Acesso ao texto integral: http://www.dominiopublico.gov.br/pesquisa/DetalheObraForm.do?select_action=&co_obra=60061

Nº de Classificação: 5019
SILVA, Ana Roberta Vilarouca da. Investigação dos fatores de risco para diabetes mellitus tipo 2 em adolescentes escolares de Fortaleza-CE. Foetaleza. Universidade Federal do Ceará. Faculdade de Farmácia, Odontologia e Enfermagem. Departamento de Enfermagem, 2006. 105 f.
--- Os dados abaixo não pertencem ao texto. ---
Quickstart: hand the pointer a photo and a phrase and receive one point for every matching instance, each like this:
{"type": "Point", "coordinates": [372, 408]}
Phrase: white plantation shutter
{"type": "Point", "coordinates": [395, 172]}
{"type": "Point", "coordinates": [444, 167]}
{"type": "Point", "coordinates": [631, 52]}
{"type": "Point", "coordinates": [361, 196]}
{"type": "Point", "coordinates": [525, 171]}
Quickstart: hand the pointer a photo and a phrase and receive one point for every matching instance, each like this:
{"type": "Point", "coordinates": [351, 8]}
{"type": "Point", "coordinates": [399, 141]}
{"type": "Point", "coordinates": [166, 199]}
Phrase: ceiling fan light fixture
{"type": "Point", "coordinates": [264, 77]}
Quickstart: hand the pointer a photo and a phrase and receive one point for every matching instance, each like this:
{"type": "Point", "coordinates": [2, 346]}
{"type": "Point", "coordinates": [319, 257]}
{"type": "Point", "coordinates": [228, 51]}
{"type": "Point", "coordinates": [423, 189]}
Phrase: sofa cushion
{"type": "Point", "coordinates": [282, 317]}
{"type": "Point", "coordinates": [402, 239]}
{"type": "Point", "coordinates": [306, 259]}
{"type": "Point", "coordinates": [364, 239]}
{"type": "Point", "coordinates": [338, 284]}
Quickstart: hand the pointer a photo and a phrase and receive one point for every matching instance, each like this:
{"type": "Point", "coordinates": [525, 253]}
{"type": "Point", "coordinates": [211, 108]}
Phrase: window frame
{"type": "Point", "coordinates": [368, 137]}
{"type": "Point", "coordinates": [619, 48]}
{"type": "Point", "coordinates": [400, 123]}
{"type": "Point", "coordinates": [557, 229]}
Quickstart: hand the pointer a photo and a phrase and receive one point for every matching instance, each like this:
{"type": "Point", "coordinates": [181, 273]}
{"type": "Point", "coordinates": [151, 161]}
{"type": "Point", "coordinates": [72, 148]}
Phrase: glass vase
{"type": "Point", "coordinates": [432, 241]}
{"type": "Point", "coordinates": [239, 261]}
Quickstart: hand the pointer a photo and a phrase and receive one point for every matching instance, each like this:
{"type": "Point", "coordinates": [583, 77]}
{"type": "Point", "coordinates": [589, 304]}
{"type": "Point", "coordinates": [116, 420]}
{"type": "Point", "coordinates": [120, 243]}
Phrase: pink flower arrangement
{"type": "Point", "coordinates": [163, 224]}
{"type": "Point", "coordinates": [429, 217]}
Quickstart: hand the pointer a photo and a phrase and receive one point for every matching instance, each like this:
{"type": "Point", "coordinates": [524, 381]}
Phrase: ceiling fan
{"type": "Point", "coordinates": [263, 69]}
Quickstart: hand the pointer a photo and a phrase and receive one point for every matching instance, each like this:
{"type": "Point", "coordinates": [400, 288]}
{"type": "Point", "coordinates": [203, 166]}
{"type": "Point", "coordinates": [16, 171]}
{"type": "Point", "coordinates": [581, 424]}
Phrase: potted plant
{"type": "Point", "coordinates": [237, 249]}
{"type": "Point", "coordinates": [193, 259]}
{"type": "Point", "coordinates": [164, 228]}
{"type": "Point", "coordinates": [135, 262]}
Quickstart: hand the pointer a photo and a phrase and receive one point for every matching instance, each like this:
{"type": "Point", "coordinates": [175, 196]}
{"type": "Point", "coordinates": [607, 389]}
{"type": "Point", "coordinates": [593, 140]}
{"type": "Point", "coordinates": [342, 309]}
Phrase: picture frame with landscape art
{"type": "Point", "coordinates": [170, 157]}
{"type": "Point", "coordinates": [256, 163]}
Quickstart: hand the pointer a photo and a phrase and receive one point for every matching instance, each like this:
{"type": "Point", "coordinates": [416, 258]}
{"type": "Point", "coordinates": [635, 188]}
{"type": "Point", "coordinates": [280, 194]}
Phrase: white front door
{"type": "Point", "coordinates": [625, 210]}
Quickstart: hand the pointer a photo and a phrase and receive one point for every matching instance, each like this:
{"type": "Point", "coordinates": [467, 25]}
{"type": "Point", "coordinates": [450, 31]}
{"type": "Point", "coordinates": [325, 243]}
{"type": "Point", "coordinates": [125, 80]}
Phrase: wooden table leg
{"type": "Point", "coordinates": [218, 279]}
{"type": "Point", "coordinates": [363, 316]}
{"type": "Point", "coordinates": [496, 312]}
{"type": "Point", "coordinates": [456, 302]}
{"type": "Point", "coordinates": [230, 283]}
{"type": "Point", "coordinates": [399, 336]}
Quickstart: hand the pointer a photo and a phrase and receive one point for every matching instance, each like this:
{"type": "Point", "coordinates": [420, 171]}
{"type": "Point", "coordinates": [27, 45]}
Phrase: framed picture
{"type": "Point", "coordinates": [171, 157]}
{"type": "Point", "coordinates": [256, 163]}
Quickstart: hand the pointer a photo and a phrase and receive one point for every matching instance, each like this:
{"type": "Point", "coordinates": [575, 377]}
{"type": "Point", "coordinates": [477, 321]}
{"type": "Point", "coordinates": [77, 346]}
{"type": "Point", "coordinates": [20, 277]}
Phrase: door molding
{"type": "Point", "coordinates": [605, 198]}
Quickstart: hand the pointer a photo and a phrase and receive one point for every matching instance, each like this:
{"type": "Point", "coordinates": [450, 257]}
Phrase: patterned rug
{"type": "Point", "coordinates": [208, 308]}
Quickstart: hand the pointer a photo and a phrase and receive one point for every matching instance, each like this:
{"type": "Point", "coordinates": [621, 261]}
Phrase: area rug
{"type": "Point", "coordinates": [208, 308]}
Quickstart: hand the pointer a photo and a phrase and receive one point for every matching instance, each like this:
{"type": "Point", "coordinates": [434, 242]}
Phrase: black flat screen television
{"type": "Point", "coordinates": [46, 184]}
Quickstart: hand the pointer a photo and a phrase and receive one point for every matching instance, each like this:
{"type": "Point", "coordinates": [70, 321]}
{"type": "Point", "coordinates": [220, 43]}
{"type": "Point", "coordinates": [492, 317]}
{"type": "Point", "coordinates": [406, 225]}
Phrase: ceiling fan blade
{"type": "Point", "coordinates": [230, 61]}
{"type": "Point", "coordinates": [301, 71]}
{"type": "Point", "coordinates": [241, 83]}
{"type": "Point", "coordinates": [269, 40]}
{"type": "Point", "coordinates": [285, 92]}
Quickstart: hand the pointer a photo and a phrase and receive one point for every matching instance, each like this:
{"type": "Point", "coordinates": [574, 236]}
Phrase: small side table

Dissertação (Mestrado em Enfermagem)

Orientador(es): DAMASCENO, Marta Maria Coelho
RESUMO: A prevalência do diabetes mellitus tipo 2 (DM2) tem aumentado em todo mundo, sobretudo em crianças e adolescentes. Objetivou-se investigar a prevalência dos fatores de risco para DM2 em adolescentes de escolas públicas da rede estadual na cidade de Fortaleza-CE. Realizou-se, de fevereiro a março/2006, um estudo transversal com 720 sujeitos de ambos os sexos com idades entre 14 e 19 anos, matriculados em doze escolas estaduais. Utilizou-se um formulário para registrar dados de identificação, características sociodemográficas, hábitos alimentares, prática de atividade física e de lazer, além de mensuração do peso, altura, glicemia capilar e pressão arterial. Os resultados evidenciaram que 59,3% eram meninas, 10,3% tinham sobrepeso, 2,6% obesidade, 75,3% sedentarismo, 91,1% possuíam renda familiar não superior a 3 salários mínimos, 8,3% apresentaram glicemia capilar com valores duvidosos e 42,1% níveis de pressão arterial elevados. O consumo alimentar de quatro ou mais vezes por semana foi estatisticamente significante em arroz (95,8%; p=0,0001), pão (85,8%; p= 0,0001), feijão (75%; p= 0,0001) e carne (60,6%; p= 0,0001); além disso, 92,7% faziam de três a seis refeições diárias. Da amostra que afirmou ter familiares com diabetes, 13,6% mencionaram os pais como portadores da doença diabetes. As mulheres praticavam menos atividade física do que os homens (p= 0,000) e apresentaram maior percentual de glicemia duvidosa (p=0,004), porém tiveram menor número relativo de pressão arterial elevada (p=0,000); em relação a sobrepeso/obesidade, não houve associação estatisticamente significante com sexo (p=0,840). O sobrepeso foi maior na faixa etária de 14-15 anos (11,1%, p=0,003) e a obesidade na de 16-17 anos (3,3%, p=0,003). Já o sedentarismo também foi maior na faixa etária de 16-17 anos (80,8%, p=0,049). Conforme observado, a glicemia capilar não esteve associada de forma estatisticamente significante com a idade (p= 0,453%). A associação dos fatores de risco para DM2 (excesso de peso, sedentarismo, glicemia capilar e níveis pressóricos elevados) foi mais encontrada em meninas e nas idades de 16-17 anos.